Arizona State University was made aware of threatening messages written online Sunday about its campus. The messages alluded to a potential attack on the ASU campus, and later made generalized threats toward an Arizona university without specifying the institution.
According to an ASU press release about the incident, police were able to track down where the unsubstantiated threat came from and determined it to be from a 12-year-old child in Canada. The press release stated that, had the threat been substantiated, the police would have released information with procedural instructions to ASU faculty and students.
While the threatening messages did mention an Arizona institution without naming a specific university, the UA did not receive a credible threat Monday, according to Chris Sigurdson, the vice president for Communications at the UA.
“Every university is going to make their own decision,” Sigurdson said. “We received the same information that [ASU] did, that there was a threat to a university in Arizona, and in consultation with the FBI and other law enforcement agencies, we did not discern a credible threat to the [UA].”
Unsubstantiated threats are nothing new to universities.
“President Hart has called these the bomb threats of the 20-teens, because it used to be that we had bomb threats back in the ’70s, where people would call them in to interrupt university business and to interfere with schools,” Sigurdson said. “Eventually, you would almost get them during midterms and finals from students who didn’t want to take an exam in the building.”
Sigurdson has attributed the motivation for these threats to a desire to cause disruption to the business of the university, or to a desire to see a reaction to a threat.
While the medium in which the threats are delivered has adapted to the technology of the time and is now usually over the Internet instead of over the phone, Sigurdson said that the results of the threat remain the same: disruption of university business regardless of the threat’s credibility. The UA has yet to receive a threat online that Sigurdson would deem credible.
According to Sgt. Fil Barrera, the public information officer for the University of Arizona Police Department, the department has an extensive, multi-level process for assessing the credibility of threats to the UA.
The threats can be traced by IP addresses to the service provider and from the provider to the computer terminal of the address.
Barrera said he thinks that this is what the ASU police department did to find out who was behind the threat it received.

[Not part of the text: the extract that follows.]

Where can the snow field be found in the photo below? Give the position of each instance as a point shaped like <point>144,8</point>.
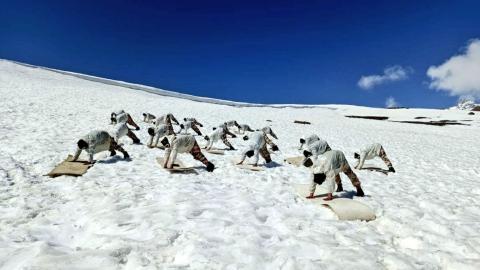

Even when threats are not considered to be credible, Barrera said that UAPD investigates them with the utmost seriousness.
“We’re always going to err on the side of letting people know rather than not,” Barrera said.
Barrera especially emphasized the value of mass communication within the school for help in dangerous situations. He alluded to the 2002 shooting on the UA campus, before which no threats were posted online.
“The things we learned from that [were] to basically mass communicate—that’s why these things are in place now,” Barrera said. “The UA is way ahead of the game [now].”
Part of these efforts of mass communication include the UAlert system. The system sends out an alert if there is a threat on campus that people need to know about.
According to Sigurdson, there is also the UA Campus Emergency Response Team, which can send help if assistance is deemed necessary.
While there is no official position at the university exclusively dedicated to monitoring the Internet for threats, Barrera said that there are federal and state agencies that do monitor the Internet and inform the university when they find threatening material.
Sigurdson said that sometimes people outside of the police and other agencies inform the university about the threats they’ve seen online. This falls along the lines of the kind of reporting to the authorities that Sigurdson appreciates, he said.
“We would much rather people on campus tell us if they see something suspicious and let us check it out than be unsure or unconfident about whether or not they should say anything,” Sigurdson said. “Nobody gets in trouble for a report in good faith.”